We spend a good chunk of the spring and summer in the garden, either trying to make it look nice or simply enjoying the sunshine. But no matter how well we battle against the unruly flower beds, trim the hedges and sunbathe, as soon as the weather cools down, we tend to abandon the garden to grow wild once again.
But the question is why? Why do we leave the garden throughout the winter when it has so much potential to be beautiful and enjoyed all year? There are so many things you can do to ensure that your garden not only survives the frost and snow but that it looks darn good doing it.
Spring is the best time to garden, as the warmer weather combined with fresh showers loosens up the soil and fills it with all the right nutrients for plant growth. So, while you’re pruning the begonias and reviving the hydrangeas, plant some winter blooms alongside – you can find a list of winter plants from thompson-morgan.com. Also, mix up your shrubbery with miniature evergreen plants, for colour in your garden all year.
By placing your garden seating near the house, and with some sort of cover, you ensure its use through the seasons. You are much more likely to use a dining table in the warmer months, but by placing space heaters or a fire pit nearby (but far enough from the house to be safe) then you know you can always sit outside, enjoying the night with a cup of hot chocolate while being snug and warm.

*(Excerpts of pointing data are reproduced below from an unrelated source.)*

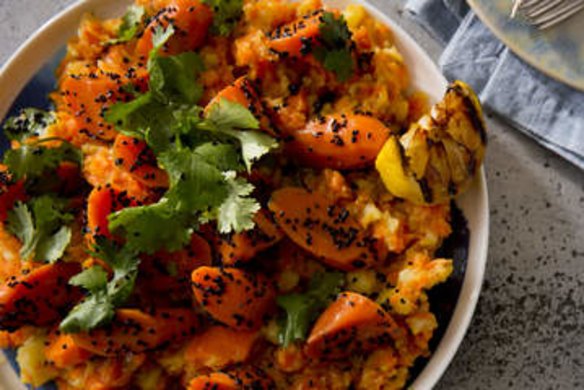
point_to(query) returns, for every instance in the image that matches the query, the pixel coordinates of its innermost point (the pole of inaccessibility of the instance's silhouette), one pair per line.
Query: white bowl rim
(53, 35)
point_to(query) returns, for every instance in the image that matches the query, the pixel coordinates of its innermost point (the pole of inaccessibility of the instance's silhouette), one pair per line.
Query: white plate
(425, 76)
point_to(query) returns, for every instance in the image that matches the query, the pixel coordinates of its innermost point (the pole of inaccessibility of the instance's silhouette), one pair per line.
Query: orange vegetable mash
(216, 313)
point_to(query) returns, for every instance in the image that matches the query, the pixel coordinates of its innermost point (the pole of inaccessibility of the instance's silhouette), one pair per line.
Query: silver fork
(544, 14)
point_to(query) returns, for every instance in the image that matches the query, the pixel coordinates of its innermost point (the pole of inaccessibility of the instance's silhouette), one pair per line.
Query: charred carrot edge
(345, 141)
(324, 229)
(235, 297)
(38, 296)
(352, 323)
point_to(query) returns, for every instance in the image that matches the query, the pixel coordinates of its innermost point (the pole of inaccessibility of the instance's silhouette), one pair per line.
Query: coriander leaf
(228, 115)
(91, 279)
(151, 228)
(21, 224)
(334, 51)
(52, 247)
(195, 185)
(94, 311)
(224, 156)
(133, 118)
(159, 38)
(174, 78)
(168, 109)
(32, 160)
(30, 122)
(40, 228)
(98, 307)
(302, 309)
(226, 14)
(238, 209)
(130, 24)
(254, 145)
(231, 118)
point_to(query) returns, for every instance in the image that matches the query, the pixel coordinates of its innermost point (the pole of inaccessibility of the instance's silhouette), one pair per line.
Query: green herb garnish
(104, 296)
(334, 51)
(226, 14)
(130, 26)
(201, 154)
(303, 309)
(41, 227)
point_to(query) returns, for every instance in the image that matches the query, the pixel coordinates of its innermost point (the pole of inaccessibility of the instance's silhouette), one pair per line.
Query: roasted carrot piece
(86, 97)
(63, 352)
(165, 277)
(191, 20)
(324, 229)
(237, 298)
(219, 347)
(133, 330)
(11, 191)
(239, 378)
(244, 92)
(103, 201)
(296, 39)
(115, 372)
(213, 381)
(242, 247)
(38, 296)
(134, 156)
(345, 141)
(351, 324)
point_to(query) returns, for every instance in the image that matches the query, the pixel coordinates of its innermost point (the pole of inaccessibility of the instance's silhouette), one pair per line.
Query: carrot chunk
(133, 330)
(244, 92)
(191, 20)
(38, 296)
(213, 381)
(238, 378)
(296, 39)
(237, 298)
(11, 191)
(339, 141)
(134, 156)
(103, 201)
(351, 324)
(219, 347)
(324, 229)
(63, 352)
(242, 247)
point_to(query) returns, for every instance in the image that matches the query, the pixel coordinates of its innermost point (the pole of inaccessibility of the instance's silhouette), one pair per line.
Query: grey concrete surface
(528, 331)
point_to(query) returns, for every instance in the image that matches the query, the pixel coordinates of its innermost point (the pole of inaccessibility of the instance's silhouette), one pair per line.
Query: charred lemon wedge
(438, 157)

If you don’t want to be outside, then consider a conservatory. They come in so many shapes and sizes, examples of which you can see at visualconservatories.co.uk. They not only add a new room or extend one in your home, but it also gives you a new way to enjoy your garden. In the warmer months, you can through open the doors and let in the light, although you might want to use blinds on the roof if you opt for glass. In the colder months, open up those blinds, lie on your back and enjoy the stars. It’s also a great space to house more guests for Christmas dinner, and a great go-between on bonfire night.
You’re not the only one who wants to enjoy your garden throughout the year; there are so many animals that will want to take shelter there through the winter and frolic in the warmer ones. You’re a lot more likely to experience this if you live in the country, but city homes can promote and help wildlife too, by planting flowers perfect for bees and building bee hotels. In a country home, you might want to pop out a couple of hedgehog houses, along with plenty of bird feeders. Try and keep these stocked through the winter as the non-migrating birds, as well as squirrels, are always in need of food when they can’t find any for themselves.